A South Park fanfic featuring the great Bruce Springsteen. I do not own these classic characters or mean any disrespect to the LGBT community. Please comment nicely!

"Mrs. Garrison, when you have to go to the bathroom, do you go to the boys room or the girls room?"

"Eric Cartman, that's enough hate speech from you!" The boys' transgender teacher gave fat Eric Cartman a dirty look. "I am a woman now and I have a right to use the woman's restroom in any bathroom in this country. Even if it's a gas station bathroom in some backwoods shithole in the most retarded state in the Deep South, some place like Carolina or Mississippi where there's no one but inbred hillbilly scum!"

"Ho-ho, look who's talking about hate speech," Cartman chortled.

"Dude, is it North Carolina or South Carolina where they won't let transgender people switch bathrooms?" Stan Marsh asked.

"I heard Bruce Springsteen is raising an army of aging straight white male celebrities to march South and free the she-males," Eric Cartman wisecracked. "How did the Boss get to be so gay friendly all of a sudden? I thought his songs were all crude and manly like, 'little girl, I want to marry you.'"

"Well uh, maybe he's a pedophile," Butters suggested. "Like Gary Glitter. Maybe Bruce Springsteen should boycott England because it's full of pedophiles."

"Maybe Bruce Springsteen should boycott the Catholic Church because it's full of pedophiles," Kyle Broflovski cracked. "Oh, I forgot, the Boss was raised Catholic himself. So I guess he's okay with pedophiles. He's not turning any Catholics away from his concerts, that's for sure."

"Butters! Bruce Springsteen is not a pedophile! Kyle! The Catholic church is not run by pedophiles. Eric! Stop mocking the desperate attempts of a has-been superstar to buff up his politically correct credentials with pathetic headline grabbing tactics like the Carolina boycott. Bruce Springsteen is a man of compassion and integrity, just like Abraham Lincoln and John Brown. Now tonight for homework I want every one of you children to write a letter to Bruce Springsteen thanking him for not sharing his music with the ignorant depraved prejudiced backwoods peckerwoods of North Carolina."

"Nice going, fat-ass," Kyle Broflovski whispered, as school let out for the day. "Thanks to you we all have extra homework!"

"This is going to be a snap!" Cartman confidently replied. That night he wrote a letter to Bruce Springsteen, but he took it much further than Mrs. Garrison had intended. And he actually made an extra copy and mailed it too!

A few days later, the boys were all hanging out at Stan's house after school when Bruce Springsteen suddenly appeared at the front door wearing a tall black Abraham Lincoln stovepipe hat.

"Is Eric Cartman here?" the aging rock legend rasped.

"I'm Cartman," said the fat kid in a sarcastic voice.

Bruce Springsteen fell at his feet, sobbing. "Thank you for showing me the way!
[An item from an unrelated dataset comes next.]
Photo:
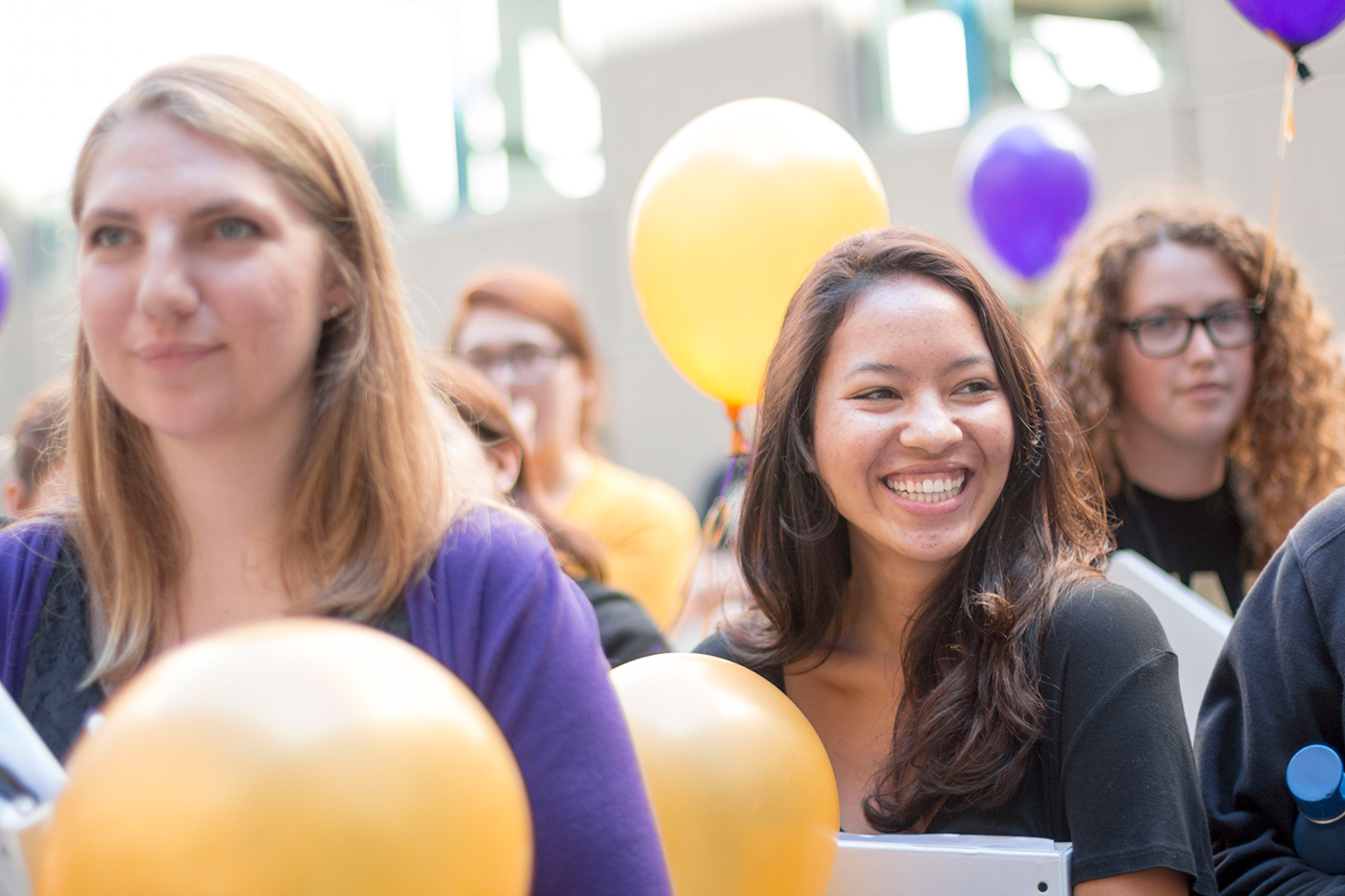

Thank you for showing me the way!"

"Dude, what the hell are you talking about?" Stan Marsh was a little freaked out when the Boss pulled out a big knife and started sawing off his own wiener!

"Stop him, stop him!" Kyle Broflovski cried.

But it was too late. Bruce Springsteen's tiny little pecker was lying on the floor while blood spurted everywhere!

Outrage spread through the town of South Park when it was heard that the four boys had somehow forced the beloved rock legend to cut off his own tool and become a woman. Springsteen himself went on television in a bikini to show off his hairy armpits and explain he'd seen the light about his own ignorant blue collar sexuality, but nobody bought it.

They all blamed Cartman and the boys!

Kyle and Stan tried to reason with people, but all they got were insults and threats. Kenny tried too, but his mumbling talk only got gay activists so outraged that they tied him to a tree, poured gasoline all over him, and lynched him!

"You know, I learned something today," Kyle said, as Kenny's charred remains were still smoldering. "We all make fun of transgender people like they're different. But shouldn't we allow people to be who they really are, even if it means ignoring all the drastic amputations and expensive surgery?"

"Yeah," Stan said. "You know, if the Civil War were happening today, I think Abraham Lincoln would have a sex change too. Even if the people in Carolina didn't like it!"